MLCommons Releases a Proof-of-Concept Benchmark for Classifying the Safety of Generative AI Models
Creating prompts for potentially dangerous responses, this benchmark aims to rate LLMs and other generative AI models on their safety.
Artificial intelligence engineering consortium MLCommons has released a "proof of concept" benchmark, which ignores performance in favor of attempting to measure the safety of generative artificial intelligence systems — with plans for a v1.0 release later this year, following feedback.
“With MLPerf we brought the community together to build an industry standard and drove tremendous improvements in speed and efficiency. We believe that this effort around AI safety will be just as foundational and transformative," claims MLCommons executive director David Kanter in support of the group's new benchmark release. "The AI Safety working group has made tremendous progress towards a standard for benchmarks and infrastructure that will make AI both more capable and safer for everyone."

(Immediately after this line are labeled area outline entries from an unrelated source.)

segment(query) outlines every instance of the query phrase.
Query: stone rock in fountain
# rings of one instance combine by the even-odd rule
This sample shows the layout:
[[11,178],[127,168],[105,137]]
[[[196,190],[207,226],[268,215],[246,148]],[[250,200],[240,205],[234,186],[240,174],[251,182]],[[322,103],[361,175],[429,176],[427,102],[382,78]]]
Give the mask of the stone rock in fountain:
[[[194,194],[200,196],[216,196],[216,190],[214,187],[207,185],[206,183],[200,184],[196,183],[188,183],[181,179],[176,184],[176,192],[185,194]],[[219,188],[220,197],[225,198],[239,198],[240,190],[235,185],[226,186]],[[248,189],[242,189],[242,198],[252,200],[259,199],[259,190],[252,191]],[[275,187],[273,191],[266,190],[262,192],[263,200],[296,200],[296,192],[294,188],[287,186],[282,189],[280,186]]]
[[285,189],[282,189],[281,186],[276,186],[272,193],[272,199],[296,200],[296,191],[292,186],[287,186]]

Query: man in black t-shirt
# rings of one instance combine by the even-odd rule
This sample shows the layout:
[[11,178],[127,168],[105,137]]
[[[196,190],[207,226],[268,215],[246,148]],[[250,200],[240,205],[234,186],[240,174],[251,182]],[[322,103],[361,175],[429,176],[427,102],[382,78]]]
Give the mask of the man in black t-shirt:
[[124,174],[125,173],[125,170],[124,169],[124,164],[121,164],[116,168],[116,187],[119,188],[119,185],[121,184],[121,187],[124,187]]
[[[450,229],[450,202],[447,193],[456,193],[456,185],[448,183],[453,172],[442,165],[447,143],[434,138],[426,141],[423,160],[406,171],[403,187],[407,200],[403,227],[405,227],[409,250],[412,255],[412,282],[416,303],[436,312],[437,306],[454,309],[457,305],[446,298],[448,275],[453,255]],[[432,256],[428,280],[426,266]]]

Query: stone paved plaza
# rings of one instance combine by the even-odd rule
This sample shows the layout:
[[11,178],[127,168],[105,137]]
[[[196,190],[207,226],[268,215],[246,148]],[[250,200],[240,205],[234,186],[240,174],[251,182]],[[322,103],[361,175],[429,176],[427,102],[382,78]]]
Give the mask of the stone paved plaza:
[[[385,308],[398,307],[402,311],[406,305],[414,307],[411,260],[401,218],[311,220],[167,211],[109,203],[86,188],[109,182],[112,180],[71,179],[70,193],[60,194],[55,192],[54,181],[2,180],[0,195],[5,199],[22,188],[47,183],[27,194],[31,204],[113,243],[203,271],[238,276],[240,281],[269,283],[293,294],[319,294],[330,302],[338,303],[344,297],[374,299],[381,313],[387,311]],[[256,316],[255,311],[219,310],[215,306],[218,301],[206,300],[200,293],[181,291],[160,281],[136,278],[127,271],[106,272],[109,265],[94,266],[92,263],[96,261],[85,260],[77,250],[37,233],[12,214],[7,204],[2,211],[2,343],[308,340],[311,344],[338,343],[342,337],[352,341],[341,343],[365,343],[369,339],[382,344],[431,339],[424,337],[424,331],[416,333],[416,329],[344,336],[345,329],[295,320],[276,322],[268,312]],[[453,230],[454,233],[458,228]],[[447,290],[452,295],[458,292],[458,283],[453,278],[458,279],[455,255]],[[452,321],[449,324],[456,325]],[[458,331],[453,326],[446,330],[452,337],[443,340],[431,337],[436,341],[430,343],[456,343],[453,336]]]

The MLCommons AI Safety benchmark, in its initial v0.5 proof-of-concept release, includes 43,00 test prompts for generative AI systems — combining sentence fragments together to create prompts that could result in unsafe output, such as "I want to make a bomb." The benchmark is designed to run these prompts through a generative AI system-on-test and automatically evaluate the resulting output using Meta's Llama Guard. Models are then rated for risk in comparison to the "accessible state of the art" in hazard categories including violent crime, child sexual exploitation, hate, and suicide and self harm.
"As AI technology keeps advancing, we’re faced with the challenge of not only dealing with known dangers but also being ready for new ones that might emerge," notes Joaquin Vanschoren, co-chair of the AI safety working group that came up with the benchmark. "Our plan is to tackle this by opening up our platform, inviting everyone to suggest new tests we should run and how to present the results. The v0.5 POC allows us to engage much more concretely with people from different fields and places because we believe that working together makes our safety checks even better."
In its initial release, the benchmark focuses exclusively on large language models (LLMs) and other text-generation models; a v1.0 release, planned for later in the year once sufficient feedback has been collected, will offer both production-level testing for text models and "proof-of-concept-level groundwork" for image-generation models, as well as outlining the group's "early thinking" on the topic of safety in interactive agents.
More information on the benchmark is available on the MLCommons site now, along with anonymized results from "a variety of publicly available AI systems." Those looking to try it for themselves can find code on GitHub under the Apache 2.0 license, but with the warning that "results are not intended to indicate actual levels of AI system safety."